# Sentiment Analysis with TextBlob

Sentiment analysis is a method for discerning emotions in text. [TextBlob](https://textblob.readthedocs.io/en/latest/index.html) is a python library for processing textual data. I'm using it here to perfom sentiment analysis based on the Naive Bayes analyzer which is a model pre-trained on a dataset of movie reviews.  

In this notebook I explore two different textual datasets. First I experiment with the Twitter API to analyze a small dataset. Second I use analyze a massive textual dataset from Ubuntu IRC.

In [4]:
import re
import tweepy
from tweepy import OAuthHandler
from textblob import TextBlob
 
class TwitterClient(object):
    '''
    Generic Twitter Class for sentiment analysis.
    '''
    def __init__(self):
        '''
        Class constructor or initialization method.
        '''
        # keys and tokens from the Twitter Dev Console
        consumer_key = 'djCoU87E8ziezWSZjaHmGOFNv'
        consumer_secret = 'WJe8Qotu4agT777IjusYD6OZmnxJeY2tEUrpj1Me4Q49JQqSaB'
        access_token = '2813666233-1zmbrE7Eij1m9AIzJcYEuWya3LaHPHXVTqLTQE7'
        access_token_secret = 'mVUPzUQDlccwGmWFCsq9doRRXRJAfdvjvIcaqElOkYrB5'
 
        # attempt authentication
        try:
            # create OAuthHandler object
            self.auth = OAuthHandler(consumer_key, consumer_secret)
            # set access token and secret
            self.auth.set_access_token(access_token, access_token_secret)
            # create tweepy API object to fetch tweets
            self.api = tweepy.API(self.auth)
        except:
            print("Error: Authentication Failed")
 
    def clean_tweet(self, tweet):
        '''
        Utility function to clean tweet text by removing links, special characters
        using simple regex statements.
        '''
        return ' '.join(re.sub("(@[A-Za-z0-9]+)|([^0-9A-Za-z \t]) | (\w+:\/\/\S+)", " ", tweet).split())

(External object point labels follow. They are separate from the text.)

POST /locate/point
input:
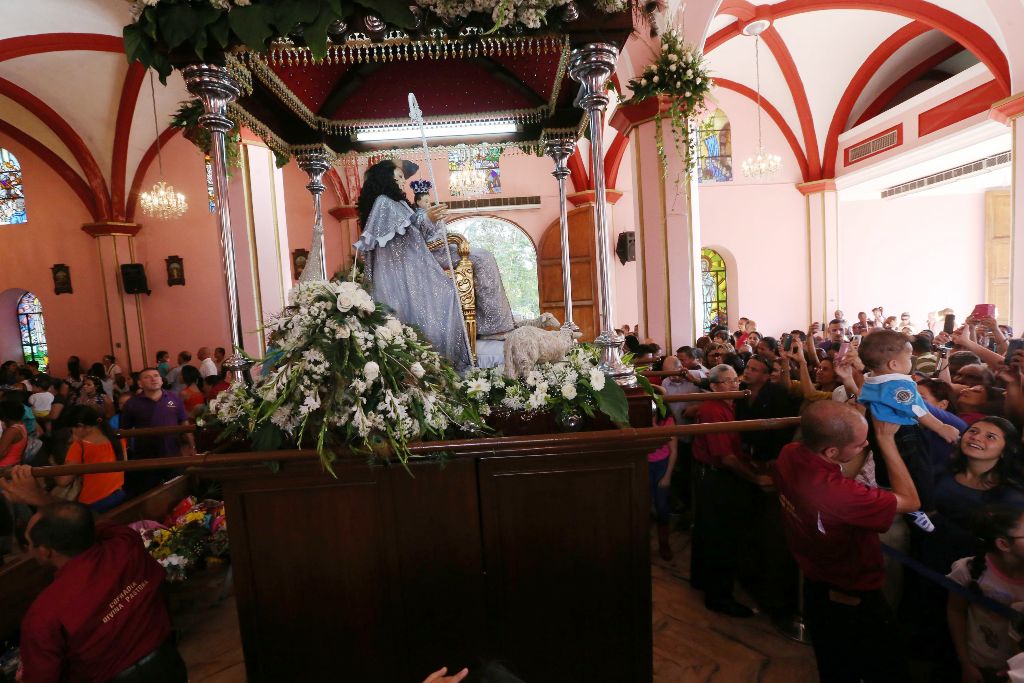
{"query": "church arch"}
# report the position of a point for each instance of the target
(515, 254)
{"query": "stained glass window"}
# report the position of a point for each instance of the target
(30, 322)
(11, 191)
(715, 150)
(473, 170)
(716, 299)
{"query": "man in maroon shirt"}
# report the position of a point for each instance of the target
(725, 483)
(832, 526)
(102, 619)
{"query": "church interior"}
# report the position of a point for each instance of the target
(495, 460)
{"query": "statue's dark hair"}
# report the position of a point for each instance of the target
(378, 180)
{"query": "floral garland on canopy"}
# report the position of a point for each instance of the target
(209, 28)
(680, 74)
(341, 370)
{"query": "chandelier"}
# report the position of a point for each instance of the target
(763, 164)
(163, 201)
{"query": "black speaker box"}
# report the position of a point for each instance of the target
(133, 276)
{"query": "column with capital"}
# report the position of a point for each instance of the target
(591, 66)
(668, 229)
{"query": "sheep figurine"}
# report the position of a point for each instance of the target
(526, 346)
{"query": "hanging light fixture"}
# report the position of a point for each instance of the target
(763, 164)
(162, 202)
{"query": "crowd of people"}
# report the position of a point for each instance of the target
(908, 442)
(52, 417)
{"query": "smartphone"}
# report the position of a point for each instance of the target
(1014, 345)
(844, 348)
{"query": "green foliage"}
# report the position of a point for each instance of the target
(516, 259)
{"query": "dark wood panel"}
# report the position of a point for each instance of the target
(315, 574)
(567, 566)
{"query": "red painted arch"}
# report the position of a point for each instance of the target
(122, 131)
(844, 109)
(967, 34)
(886, 96)
(578, 172)
(58, 165)
(776, 116)
(69, 136)
(20, 46)
(799, 92)
(613, 159)
(143, 166)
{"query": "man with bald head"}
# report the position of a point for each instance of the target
(832, 525)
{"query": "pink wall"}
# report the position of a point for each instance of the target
(184, 317)
(760, 228)
(915, 254)
(76, 323)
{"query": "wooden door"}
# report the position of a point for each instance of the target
(997, 254)
(583, 266)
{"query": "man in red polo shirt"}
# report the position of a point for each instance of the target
(832, 526)
(102, 619)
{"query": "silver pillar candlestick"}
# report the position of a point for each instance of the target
(591, 66)
(216, 88)
(315, 162)
(560, 151)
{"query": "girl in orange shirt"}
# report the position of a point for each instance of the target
(94, 441)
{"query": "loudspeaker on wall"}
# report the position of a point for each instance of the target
(133, 276)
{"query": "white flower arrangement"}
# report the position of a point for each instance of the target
(686, 91)
(573, 385)
(342, 370)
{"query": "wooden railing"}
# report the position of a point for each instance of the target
(457, 449)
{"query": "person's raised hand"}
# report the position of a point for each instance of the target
(440, 676)
(437, 212)
(23, 487)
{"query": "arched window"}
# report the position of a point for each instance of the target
(715, 148)
(716, 299)
(11, 191)
(30, 322)
(474, 170)
(515, 254)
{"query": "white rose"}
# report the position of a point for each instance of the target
(345, 301)
(372, 371)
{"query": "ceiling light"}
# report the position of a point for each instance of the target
(443, 130)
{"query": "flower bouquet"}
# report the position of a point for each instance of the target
(195, 534)
(570, 389)
(341, 370)
(678, 73)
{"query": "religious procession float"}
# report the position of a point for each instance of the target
(412, 476)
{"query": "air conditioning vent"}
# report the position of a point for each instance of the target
(974, 168)
(887, 140)
(495, 204)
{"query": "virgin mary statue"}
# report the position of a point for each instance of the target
(400, 269)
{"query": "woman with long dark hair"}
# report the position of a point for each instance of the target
(402, 273)
(94, 441)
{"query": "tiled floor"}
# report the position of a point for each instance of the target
(691, 645)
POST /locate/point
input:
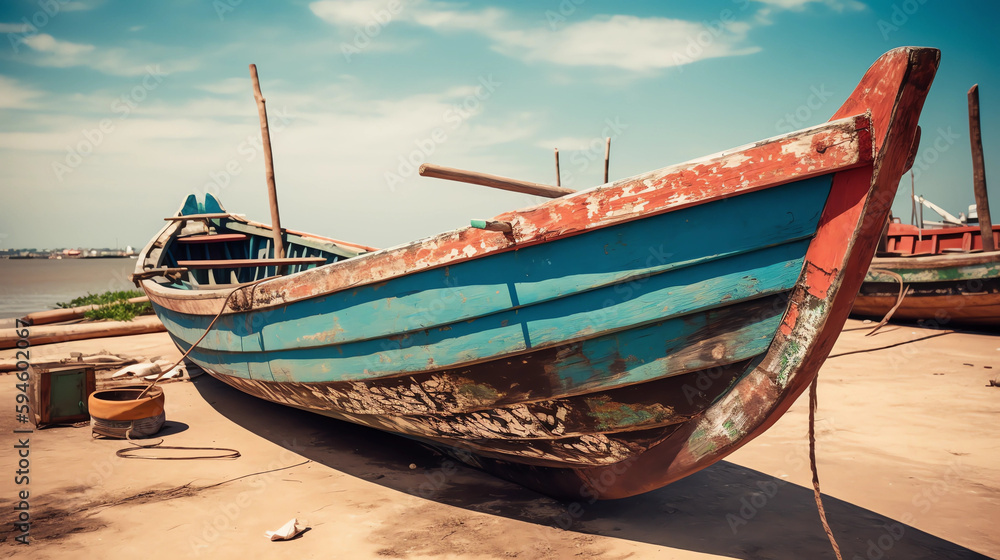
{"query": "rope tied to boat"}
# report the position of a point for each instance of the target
(128, 452)
(812, 465)
(222, 309)
(899, 299)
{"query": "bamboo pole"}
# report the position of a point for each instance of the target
(67, 314)
(558, 174)
(493, 181)
(607, 158)
(82, 331)
(979, 172)
(272, 192)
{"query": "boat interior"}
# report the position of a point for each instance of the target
(903, 240)
(208, 248)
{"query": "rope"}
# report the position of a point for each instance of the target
(899, 298)
(812, 465)
(204, 334)
(126, 452)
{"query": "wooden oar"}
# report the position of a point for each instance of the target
(493, 181)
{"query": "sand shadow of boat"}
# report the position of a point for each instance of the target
(725, 509)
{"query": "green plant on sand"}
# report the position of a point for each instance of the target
(113, 305)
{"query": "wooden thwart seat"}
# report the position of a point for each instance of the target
(249, 263)
(213, 216)
(213, 238)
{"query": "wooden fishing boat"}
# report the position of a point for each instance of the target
(599, 345)
(947, 276)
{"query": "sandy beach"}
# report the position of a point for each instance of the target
(907, 452)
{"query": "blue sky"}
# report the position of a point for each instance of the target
(111, 112)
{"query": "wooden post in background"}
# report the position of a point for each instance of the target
(558, 175)
(979, 172)
(272, 193)
(493, 181)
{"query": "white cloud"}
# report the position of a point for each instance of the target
(569, 143)
(79, 6)
(52, 52)
(628, 42)
(15, 96)
(351, 12)
(229, 86)
(61, 50)
(13, 28)
(619, 41)
(799, 5)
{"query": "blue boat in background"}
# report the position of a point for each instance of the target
(599, 345)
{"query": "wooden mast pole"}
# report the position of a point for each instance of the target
(272, 193)
(979, 172)
(493, 181)
(607, 158)
(558, 174)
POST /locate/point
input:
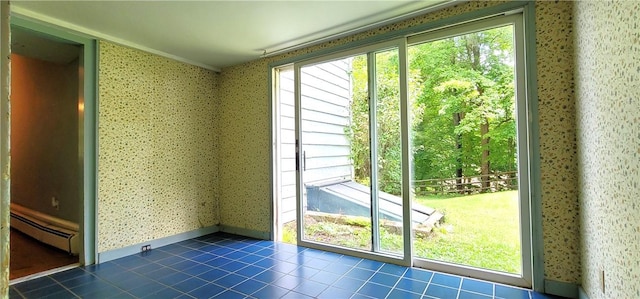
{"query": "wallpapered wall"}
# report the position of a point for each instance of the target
(608, 103)
(245, 197)
(158, 147)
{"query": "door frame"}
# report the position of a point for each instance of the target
(369, 50)
(87, 141)
(528, 10)
(523, 133)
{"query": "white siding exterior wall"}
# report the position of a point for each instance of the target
(326, 94)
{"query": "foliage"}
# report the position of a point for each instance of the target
(461, 93)
(480, 230)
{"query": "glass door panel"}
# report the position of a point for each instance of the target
(350, 116)
(465, 147)
(388, 152)
(336, 205)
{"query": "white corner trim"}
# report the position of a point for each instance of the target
(38, 17)
(582, 294)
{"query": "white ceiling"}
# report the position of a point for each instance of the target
(216, 34)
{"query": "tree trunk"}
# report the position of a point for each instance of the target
(485, 169)
(457, 117)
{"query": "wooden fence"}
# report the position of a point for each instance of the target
(467, 185)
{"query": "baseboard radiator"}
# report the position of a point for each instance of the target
(54, 231)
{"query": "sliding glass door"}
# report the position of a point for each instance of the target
(348, 124)
(470, 150)
(415, 151)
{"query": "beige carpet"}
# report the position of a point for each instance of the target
(29, 256)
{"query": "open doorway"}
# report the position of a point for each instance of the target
(46, 150)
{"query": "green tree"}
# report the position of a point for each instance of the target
(462, 94)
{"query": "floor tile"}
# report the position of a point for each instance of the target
(310, 288)
(369, 265)
(374, 290)
(250, 286)
(446, 280)
(325, 277)
(69, 274)
(198, 269)
(361, 274)
(384, 279)
(146, 289)
(288, 282)
(393, 269)
(477, 286)
(250, 271)
(207, 291)
(165, 293)
(418, 274)
(398, 293)
(441, 292)
(44, 291)
(349, 284)
(174, 278)
(213, 274)
(250, 258)
(226, 266)
(230, 294)
(333, 293)
(304, 272)
(270, 292)
(510, 292)
(295, 295)
(338, 268)
(469, 295)
(411, 285)
(190, 284)
(230, 280)
(35, 284)
(268, 276)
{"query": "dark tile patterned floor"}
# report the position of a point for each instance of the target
(228, 266)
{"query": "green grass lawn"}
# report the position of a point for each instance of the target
(480, 230)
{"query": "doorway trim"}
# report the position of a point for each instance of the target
(88, 128)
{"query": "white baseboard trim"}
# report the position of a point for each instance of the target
(245, 232)
(133, 249)
(582, 294)
(559, 288)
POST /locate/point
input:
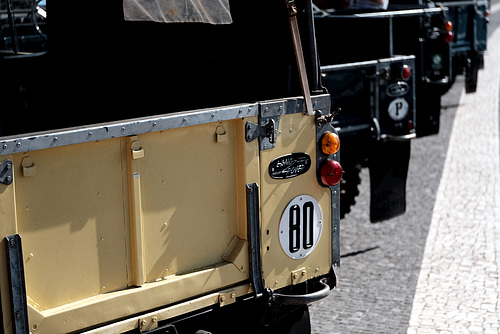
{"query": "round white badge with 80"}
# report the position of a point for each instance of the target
(300, 227)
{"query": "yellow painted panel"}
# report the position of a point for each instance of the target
(102, 309)
(297, 135)
(72, 220)
(189, 198)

    def get_tweet_sentiment(self, tweet):
        '''
        Utility function to classify sentiment of passed tweet
        using textblob's sentiment method
        '''
        # create TextBlob object of passed tweet text
        analysis = TextBlob(self.clean_tweet(tweet))
        # set sentiment
        if analysis.sentiment.polarity > 0:
            return 'positive'
        elif analysis.sentiment.polarity == 0:
            return 'neutral'
        else:
            return 'negative'
 
    def get_tweets(self, query, count = 10):
        '''
        Main function to fetch tweets and parse them.
        '''
        # empty list to store parsed tweets
        tweets = []
 
        try:
            # call twitter api to fetch tweets
            fetched_tweets = self.api.search(q = query, count = count)
 
            # parsing tweets one by one
            for tweet in fetched_tweets:
                # empty dictionary to store required params of a tweet
                parsed_tweet = {}
 
                # saving text of tweet
                parsed_tweet['text'] = tweet.text
                # saving sentiment of tweet
                parsed_tweet['sentiment'] = self.get_tweet_sentiment(tweet.text)
 
                # appending parsed tweet to tweets list
                if tweet.retweet_count > 0:
                    # if tweet has retweets, ensure that it is appended only once
                    if parsed_tweet not in tweets:
                        tweets.append(parsed_tweet)
                else:
                    tweets.append(parsed_tweet)
 
            # return parsed tweets
            return tweets
 
        except tweepy.TweepError as e:
            # print error (if any)
            print("Error : " + str(e))
 
def main():
    # creating object of TwitterClient Class
    api = TwitterClient()
    # calling function to get tweets
    tweets = api.get_tweets(query = '@iandownard', count = 200)
 
    # picking positive tweets from tweets
    ptweets = [tweet for tweet in tweets if tweet['sentiment'] == 'positive']
    # percentage of positive tweets
    print("Positive tweets percentage: {} %".format(100*len(ptweets)/len(tweets)))
    # picking negative tweets from tweets
    ntweets = [tweet for tweet in tweets if tweet['sentiment'] == 'negative']
    # percentage of negative tweets
    print("Negative tweets percentage: {} %".format(100*len(ntweets)/len(tweets)))
    # percentage of neutral tweets
    print("Neutral tweets percentage: {} %".format(100*(len(tweets) - len(ntweets) - len(ptweets))/len(tweets)))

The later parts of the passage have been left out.